Scott describes him as "in the very flower of his age, and
might perhaps have been termed eminently beautiful, but for the
narrowness of his forehead and something of too much thinness and
sharpness of feature…"
"His limbs, where exposed to view, seemed divested
of all that was fleshy or cumbersome; so that nothing being left
but bone, brawn and sinew, it was a frame fitted for exertion and
fatigue, far beyond that of a bulky champion…"
He befriends Kenneth, a Scottish knight, and cures Richard Coeur
de Lion with the amulet or talisman of the novel's title. "A
generous and valiant enemy", Saladin is portrayed as both wiser
and cleverer than his Crusader opponents.
About the Sculptor
Clark Stanton (1832 to 1894)
George Clark Stanton was born in Birmingham in 1832 and died in
Edinburgh on the 8th January 1894. He was educated at King Edward’s Grammar School and Birmingham School of Art, where he studied silversmithing. He was also a painter of portraits, portrait miniatures and rustic
subjects, often on a romantic, literary and historical theme.
“His heroines wore richly coloured dresses and
his backgrounds are finely detailed, yet his pictures carry great
conviction and never appear like theatrical charades”.
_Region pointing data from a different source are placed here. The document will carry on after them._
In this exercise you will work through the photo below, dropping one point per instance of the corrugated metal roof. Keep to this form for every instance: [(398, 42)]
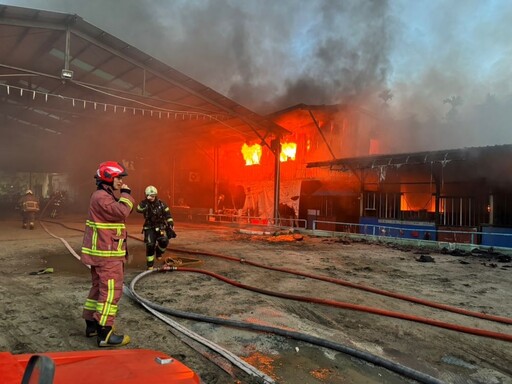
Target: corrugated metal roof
[(398, 160), (114, 87)]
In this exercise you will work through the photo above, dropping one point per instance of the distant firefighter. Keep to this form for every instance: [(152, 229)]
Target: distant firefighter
[(158, 225), (29, 206)]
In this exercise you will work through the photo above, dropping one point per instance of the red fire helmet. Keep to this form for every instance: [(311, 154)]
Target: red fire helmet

While working for Elkington and Mason he was sent to Florence to
study Renaissance sculpture and metalwork. In 1855 he settled in
Edinburgh and lived at 1 Ramsay Lane, but sold very few artworks
during his life and was continuously in debt. He was elected ARSA
(Associate of the Royal Scottish Academy) in 1862 and RSA (Royal
Scottish Academy) in 1885.
Other works include bronze panels on the Buccleuch Memorial on
the Royal Mile and statues of ‘Army and Navy’ on the
Albert Memorial in Charlotte Square.
Other figures on the Scott Monument are Friar Tuck, Rebecca, and
Sir Piercie Shafton.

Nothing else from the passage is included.